The ranger made a sound halfway between a meow and a growl. "You two aren't going to cause me any trouble, are you?" She thumbed toward the Hrakian and the trio of cops flailing away at him with their stun batons. "I've already got plenty of problems to deal with." They finally managed to subdue him, though he continued to struggle despite the shock binders they clamped over his wrists.

"What do you suppose he got into?" Lyra wondered.

"Bad batch of spice, maybe." Sera addressed the ranger with a smile. "We're not here to cause trouble, Officer—?"

"Renosi. Sector Rangers, Lantillian division. And you?"

"Sera Rendix, captain of the registered light freighter Allegra's Heart." She nodded toward her jacket pocket. "ID's in there."

"Rixon Charter Service, hm?" quoted the ranger, reading Sera's ident card. She glanced at Lyra. "What about you?"

"Sleeve pocket," answered Lyra, wiggling her left shoulder. Renosi retrieved Lyra's ID. "What about our cargo pickup, Rendix?" Lyra asked while the ranger reviewed their credentials.

Sera looked at Officer Renosi. "We'll need to contact our ship. We're expecting to pick up a load of ceraglass."

"After you're processed, sure."

"You're arresting us?" Lyra exclaimed, looking incredulous. "We were the victims here!"

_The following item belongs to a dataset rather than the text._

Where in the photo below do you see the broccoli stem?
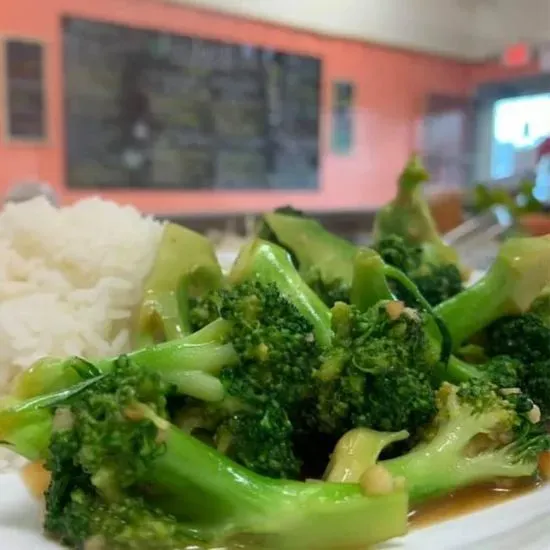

"If that's true, we'll get it all straightened out at the station. For now—" she glanced at the groaning bodies who were slowly getting up or being hauled away— "I'm holding you on suspicion of incitement and breaching the peace."

"Great," Lyra griped. "First these chuffing pirates shoot up my ship, now I'm getting treated like a criminal! Can this day get any worse?"

"Pirates?" Renosi fixed Lyra with a lynxian gaze but the pilot just grumbled and looked annoyed.

The team of police dragged the Hrakian, who'd seemingly lost interest in fighting, out of the bar. Renosi's intense stare followed them before she turned back to the two women. "For what it's worth I'm sorry for the trouble. You'll be released in a few hours if your story checks out. If not, you can post bail with the Magistrate's office."

Lyra scoffed, but in response to the nudge Sera gave her she swallowed the retort she was about to utter.

Trooper Kobler took each of their arms in a hammy fist and walked them out. The air had cooled off as the sun dipped behind the Gribolin skyline, casting orange and pink dusklight on the underside of the thin clouds.

"I'd watch that guy," Sera advised the cop, eyeing the sallow-skinned Hrakian. "He's not as out of it as he looks."

"We've got it handled," Kobler sneered.

Ahead of them, the guards were herding the Hrakian into the back of a prisoner transport. Abruptly he uttered an inhuman-sounding shriek. His arms whipped around, smashing the heavy binders into one guard's face. The trooper screamed and crumpled, but the Hrakian didn't stop to notice. His hands lashed out, clamping around the other trooper's throat in the gap between the man's protective helmet and vest. There was an audible crack and the officer collapsed to the ground, his head lolling at a completely unnatural angle.

"Rutting hell," Lyra swore as all hell broke loose.